The main body 101 of the servo motor forms a transmission structure through the eccentric shaft 2 and the motor connecting disc 3. In this embodiment, the servo motor main body 101 drives the eccentric shaft 2 to rotate when it is running, and the motor connecting disc 3 generates amplitude movement under the action of the eccentric shaft 2, and then the motor connecting disc 3 transmits the amplitude to the motion platform for operation.

The positioning balancing weight 4 forms a drive in an inner wall of the motor connecting disc 3 through the eccentric shaft 2, as shown in FIG. 3. In this embodiment, a signal passing hole is arranged at a surface of the motor connecting disc 3, and the signal passing hole is sized to be in conformity with the positioning magnet 5. Since a positioning balancing weight 4 and a Hall sensor 5 are added on the movement mechanism; the centripetal force generated by the eccentric shaft 2 can be balanced through the installation of the positioning balancing weight 4, so that the whole driving mechanism achieves dynamic balance, and the stability of the machine is improved. In addition, a positioning magnet 5 is installed on the positioning balancing weight 4, after the main body of the servo motor 1 rotates by 360 degrees, the positioning magnet 5's signal can be captured by the Hall sensor 6 through the signal passing hole.

The Hall sensor 6 is fixed on the surface of the rocking shaft upper plate 103 though thread snaps 603 on the surface of the rocking shaft upper plate 3. In this embodiment, the positioning magnet 5's signal can be transmitted to a control system by the Hall sensor 6. Position information of the platform can be fed back to the control system in the form of signals at any time, so as to realize an accurate positioning of a biological shaking table platform. Through the feedback system, the actual speed can also be compared with a preset speed, so as to correct a deviation between the actual speed and the preset speed, so that the speed can be precisely controlled during operation.

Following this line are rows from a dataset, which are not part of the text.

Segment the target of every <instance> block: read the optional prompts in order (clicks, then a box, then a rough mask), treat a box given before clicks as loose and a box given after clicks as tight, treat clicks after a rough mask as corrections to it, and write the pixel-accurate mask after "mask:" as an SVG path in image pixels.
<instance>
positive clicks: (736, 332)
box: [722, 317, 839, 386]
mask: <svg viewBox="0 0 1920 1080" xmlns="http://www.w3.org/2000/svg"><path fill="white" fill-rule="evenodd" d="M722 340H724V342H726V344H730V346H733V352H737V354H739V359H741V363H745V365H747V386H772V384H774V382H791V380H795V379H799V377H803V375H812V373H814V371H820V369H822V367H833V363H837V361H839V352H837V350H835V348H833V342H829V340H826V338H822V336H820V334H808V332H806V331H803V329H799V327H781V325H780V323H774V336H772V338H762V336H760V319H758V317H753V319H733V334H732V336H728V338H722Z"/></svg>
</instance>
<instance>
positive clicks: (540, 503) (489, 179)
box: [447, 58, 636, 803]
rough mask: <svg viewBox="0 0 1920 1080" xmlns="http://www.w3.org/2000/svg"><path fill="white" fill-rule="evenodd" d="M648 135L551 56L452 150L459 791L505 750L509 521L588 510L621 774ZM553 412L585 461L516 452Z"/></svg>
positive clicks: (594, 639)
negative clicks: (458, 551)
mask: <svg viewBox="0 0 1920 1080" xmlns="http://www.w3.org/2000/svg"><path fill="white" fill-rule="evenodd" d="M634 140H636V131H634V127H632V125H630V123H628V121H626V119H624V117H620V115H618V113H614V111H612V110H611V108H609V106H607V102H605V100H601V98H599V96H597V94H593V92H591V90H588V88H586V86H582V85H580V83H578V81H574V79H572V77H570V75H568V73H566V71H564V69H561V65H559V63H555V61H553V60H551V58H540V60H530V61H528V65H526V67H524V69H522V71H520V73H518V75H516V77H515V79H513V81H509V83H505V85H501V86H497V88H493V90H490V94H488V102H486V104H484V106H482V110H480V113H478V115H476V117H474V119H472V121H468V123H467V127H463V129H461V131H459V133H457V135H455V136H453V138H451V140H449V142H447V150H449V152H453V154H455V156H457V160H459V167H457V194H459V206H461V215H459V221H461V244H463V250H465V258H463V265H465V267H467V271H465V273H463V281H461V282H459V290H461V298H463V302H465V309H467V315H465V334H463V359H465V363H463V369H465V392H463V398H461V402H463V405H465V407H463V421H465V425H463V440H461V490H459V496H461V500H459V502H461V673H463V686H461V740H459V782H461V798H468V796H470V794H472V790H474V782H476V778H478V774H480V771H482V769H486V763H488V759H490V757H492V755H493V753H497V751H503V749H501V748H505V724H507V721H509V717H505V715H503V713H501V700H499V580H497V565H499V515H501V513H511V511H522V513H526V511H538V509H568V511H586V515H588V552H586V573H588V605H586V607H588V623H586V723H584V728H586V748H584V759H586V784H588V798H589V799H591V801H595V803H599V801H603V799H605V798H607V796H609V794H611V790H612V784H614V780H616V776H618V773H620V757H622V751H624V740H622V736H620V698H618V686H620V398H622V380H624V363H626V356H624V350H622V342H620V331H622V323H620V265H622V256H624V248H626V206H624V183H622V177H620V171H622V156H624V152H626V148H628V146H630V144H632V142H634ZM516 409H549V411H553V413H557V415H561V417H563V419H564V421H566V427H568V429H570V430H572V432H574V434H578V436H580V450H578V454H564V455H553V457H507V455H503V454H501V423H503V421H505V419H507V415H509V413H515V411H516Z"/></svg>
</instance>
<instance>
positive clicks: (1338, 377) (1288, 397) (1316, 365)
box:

It will be apparent that many modifications and variations can be made by those skilled in the art without departing from the scope and spirit of the invention. In this way, if those modifications and variations fall within the scope of the claims and equivalents of the invention, the invention is construed to be included in those modifications and variations.

Claims

1. An accurate positioning mechanism of a high-speed biological shaking table, comprising a servo motor output end, an eccentric shaft, a motor connecting disc, a positioning balancing weight, a positioning magnet and a Hall sensor; wherein the eccentric shaft is installed at a top main body end of the servo motor, the motor connecting disc is installed on a surface of the eccentric shaft, the positioning balancing weight is arranged at a top end of the eccentric shaft, the positioning magnet is arranged on a surface of the side, away from the eccentric shaft, of the positioning balancing weight, and the Hall sensor is installed on a surface of the rocking shaft upper plate.

2. The accurate positioning mechanism of a high-speed biological shaking table of claim 1, wherein two rocking shaft plates installed on the surface of the main body of the servo motor are fixedly connected by a support column.

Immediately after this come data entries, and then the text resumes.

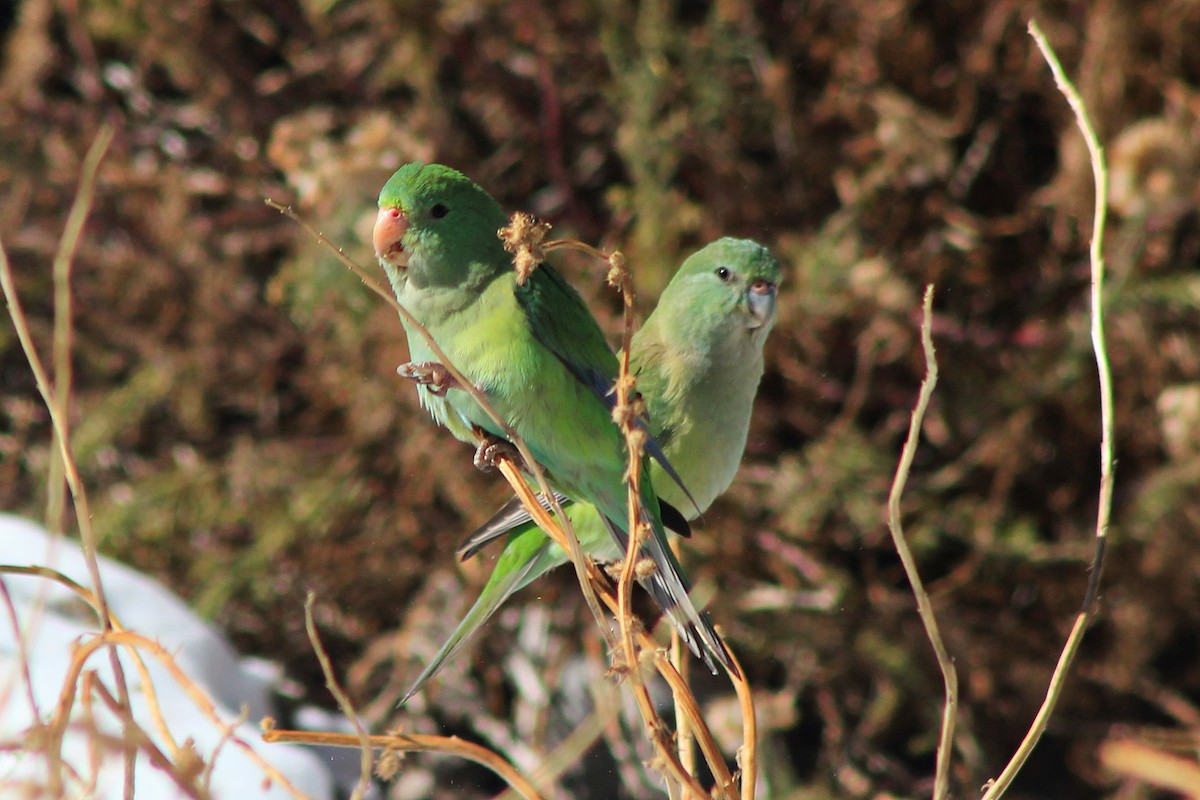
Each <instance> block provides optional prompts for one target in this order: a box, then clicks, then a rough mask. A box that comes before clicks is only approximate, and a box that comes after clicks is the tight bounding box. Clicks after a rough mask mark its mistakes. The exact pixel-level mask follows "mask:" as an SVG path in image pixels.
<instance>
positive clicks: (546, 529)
mask: <svg viewBox="0 0 1200 800" xmlns="http://www.w3.org/2000/svg"><path fill="white" fill-rule="evenodd" d="M498 467H499V470H500V474H503V475H504V477H505V479H506V480H508V481H509V485H510V486H511V487H512V491H514V492H515V493H516V495H517V497H518V498H520V499H521V501H522V504H523V505H524V506H526V510H527V511H529V513H530V515H532V516H533V518H534V522H536V523H538V525H539V527H541V529H542V530H545V531H546V534H547V535H548V536H550V537H551V539H552V540H554V542H556V543H557V545H558V546H559V547H564V545H565V542H564V541H563V531H562V530H560V529H559V528H558V525H556V524H554V521H553V519H552V518H551V517H550V515H548V513H547V512H546V510H545V509H542V507H541V505H540V504H539V503H538V499H536V497H535V495H534V493H533V489H530V488H529V485H528V483H526V481H524V477H523V476H522V475H521V473H520V471H518V470H517V469H516V467H514V464H512V463H511V462H510V461H508V459H503V458H502V459H500V461H499V464H498ZM564 549H565V548H564ZM586 571H587V575H588V581H589V582H590V584H592V587H593V588H594V589H595V593H596V596H598V597H599V599H600V600H601V601H602V602H604V603H605V604H606V606H607V607H608V609H610V610H611V612H612V613H613V614H618V613H619V610H620V604H619V602H618V600H617V596H616V594H614V593H613V590H612V585H611V584H610V583H608V581H607V578H606V577H605V576H604V575H602V573H601V572H600V570H599V567H596V566H595V564H593V563H592V560H590V559H587V560H586ZM636 637H637V639H638V642H640V643H641V645H642V648H643V649H644V650H647V651H648V652H652V654H654V666H655V667H656V668H658V670H659V674H660V675H662V678H664V680H666V681H667V685H668V686H671V688H672V691H673V692H676V693H680V694H689V696H690V694H691V690H690V688H689V687H688V685H686V684H685V682H684V681H683V679H682V678H680V676H679V673H678V672H676V669H674V667H673V666H672V664H671V660H670V658H668V657H667V656H666V655H664V654H662V652H661V649H660V648H659V646H658V644H656V643H655V642H654V639H653V638H652V637H650V634H649V633H647V632H646V631H643V630H641V628H638V630H637V631H636ZM739 696H740V692H739ZM680 705H682V706H683V708H684V709H685V710H686V711H689V712H691V714H692V715H694V716H691V718H690V721H689V722H690V724H691V727H692V730H694V732H695V734H696V738H697V741H698V742H700V747H701V751H702V752H703V753H704V756H706V759H707V762H708V766H709V769H710V770H712V772H713V775H714V776H715V777H716V782H718V786H719V787H722V789H721V790H722V793H726V794H728V790H730V789H728V787H731V786H733V776H732V775H730V770H728V768H727V766H726V765H725V759H724V758H722V757H721V753H720V748H719V747H718V746H716V741H715V739H713V734H712V732H710V730H709V728H708V724H707V723H706V722H704V718H703V717H702V716H701V715H700V709H698V705H697V704H696V700H695V698H692V699H691V700H690V702H683V703H682V704H680ZM751 717H752V715H751ZM667 763H668V764H676V765H679V763H678V759H674V758H673V754H672V758H671V759H670V760H668V762H667ZM679 769H680V771H683V770H682V765H679ZM683 774H684V775H686V772H683ZM688 777H689V778H690V775H689V776H688ZM702 796H704V795H702Z"/></svg>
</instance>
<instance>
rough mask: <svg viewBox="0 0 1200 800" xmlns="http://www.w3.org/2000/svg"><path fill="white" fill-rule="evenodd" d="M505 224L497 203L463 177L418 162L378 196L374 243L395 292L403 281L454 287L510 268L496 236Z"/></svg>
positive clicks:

3. The accurate positioning mechanism of a high-speed biological shaking table of claim 1, wherein the main body of the servo motor forms a transmission structure through the eccentric shaft and the motor connecting disc.

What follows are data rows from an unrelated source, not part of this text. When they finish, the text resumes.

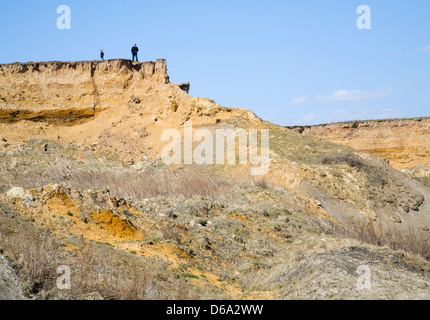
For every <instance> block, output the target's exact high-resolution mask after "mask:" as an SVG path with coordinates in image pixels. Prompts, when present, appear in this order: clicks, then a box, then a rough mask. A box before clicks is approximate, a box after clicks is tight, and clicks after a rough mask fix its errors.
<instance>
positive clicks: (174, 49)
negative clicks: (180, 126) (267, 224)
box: [0, 0, 430, 125]
mask: <svg viewBox="0 0 430 320" xmlns="http://www.w3.org/2000/svg"><path fill="white" fill-rule="evenodd" d="M60 5H68V6H69V7H70V9H71V29H70V30H59V29H58V28H57V18H58V17H59V16H60V14H57V7H58V6H60ZM360 5H368V6H369V8H370V9H371V29H370V30H360V29H358V28H357V24H356V23H357V19H358V18H359V17H360V14H357V8H358V7H359V6H360ZM0 30H1V31H0V32H1V40H0V63H10V62H16V61H19V62H27V61H50V60H56V61H71V60H93V59H98V58H99V52H100V49H104V52H105V54H106V56H105V58H106V59H112V58H127V59H130V58H131V53H130V49H131V47H132V45H133V44H135V43H137V44H138V46H139V48H140V57H139V59H140V61H147V60H156V59H157V58H165V59H167V63H168V68H169V74H170V78H171V81H172V82H177V83H179V82H186V81H190V82H191V91H190V94H191V95H193V96H201V97H209V98H211V99H214V100H215V101H216V102H217V103H219V104H221V105H223V106H226V107H245V108H248V109H251V110H252V111H254V112H255V113H256V114H257V115H258V116H260V117H262V118H263V119H265V120H269V121H272V122H274V123H277V124H281V125H299V124H318V123H328V122H333V121H344V120H357V119H362V120H364V119H378V118H396V117H416V116H430V0H411V1H392V0H363V1H356V0H300V1H299V0H296V1H289V0H266V1H262V0H259V1H254V0H216V1H214V0H181V1H179V0H152V1H149V0H148V1H142V0H121V1H109V0H104V1H101V0H86V1H83V0H61V1H53V0H43V1H34V0H21V1H6V0H1V1H0Z"/></svg>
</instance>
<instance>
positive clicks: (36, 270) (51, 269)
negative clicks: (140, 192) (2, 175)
mask: <svg viewBox="0 0 430 320" xmlns="http://www.w3.org/2000/svg"><path fill="white" fill-rule="evenodd" d="M73 246H74V247H75V250H73V251H69V250H67V249H66V248H65V243H64V242H63V241H61V240H59V239H56V238H54V237H52V236H50V234H49V232H48V231H46V230H44V231H43V230H42V231H41V230H37V229H35V227H33V226H31V224H29V223H28V222H27V221H25V220H24V219H22V218H20V217H19V215H17V214H14V213H13V212H12V211H11V210H10V208H8V207H6V206H4V205H2V206H1V207H0V252H2V254H3V255H4V256H6V257H7V258H8V259H9V260H11V261H13V262H14V263H15V264H16V266H17V270H18V272H19V274H20V277H21V279H22V280H23V281H24V282H25V284H26V286H27V289H26V292H25V294H26V295H27V296H31V295H36V296H37V297H38V298H39V299H52V298H60V299H85V296H86V295H89V294H93V293H96V296H101V297H102V298H103V299H109V300H143V299H145V300H147V299H149V300H153V299H181V300H186V299H194V298H196V296H195V295H196V293H195V292H193V291H192V290H191V289H190V288H189V287H187V285H186V284H185V282H184V280H182V279H175V280H172V279H173V278H172V279H171V280H170V281H167V280H165V281H161V282H160V281H157V279H159V278H160V277H161V278H164V279H168V278H169V276H168V274H166V273H165V272H166V270H165V269H164V268H163V266H161V265H154V266H153V265H151V264H149V263H148V262H146V261H144V260H142V259H140V258H139V257H136V256H133V255H130V254H128V253H126V252H123V251H117V250H114V249H112V248H109V247H108V246H103V245H97V244H94V243H89V242H86V241H85V240H83V239H75V241H74V245H73ZM61 265H65V266H69V267H70V269H71V286H72V288H71V290H70V291H67V292H61V291H59V290H58V289H57V283H56V281H57V279H58V277H59V275H58V274H57V268H58V267H59V266H61ZM163 270H164V271H163ZM160 272H161V273H160ZM163 272H164V273H163ZM163 274H164V275H163Z"/></svg>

4. The accurate positioning mechanism of a high-speed biological shaking table of claim 1, wherein the positioning balancing weight forms a drive in an inner wall of the motor connecting disc through the eccentric shaft.

5. The accurate positioning mechanism of a high-speed biological shaking table of claim 1, wherein a signal passing hole is arranged at a surface of the motor connecting disc, and the signal passing hole is sized to be in conformity with the positioning magnet.

6. The accurate positioning mechanism of a high-speed biological shaking table of claim 1, wherein the Hall sensor is fixed on the surface of the rocking shaft upper plate though thread snaps on the surface of the rocking shaft upper plate.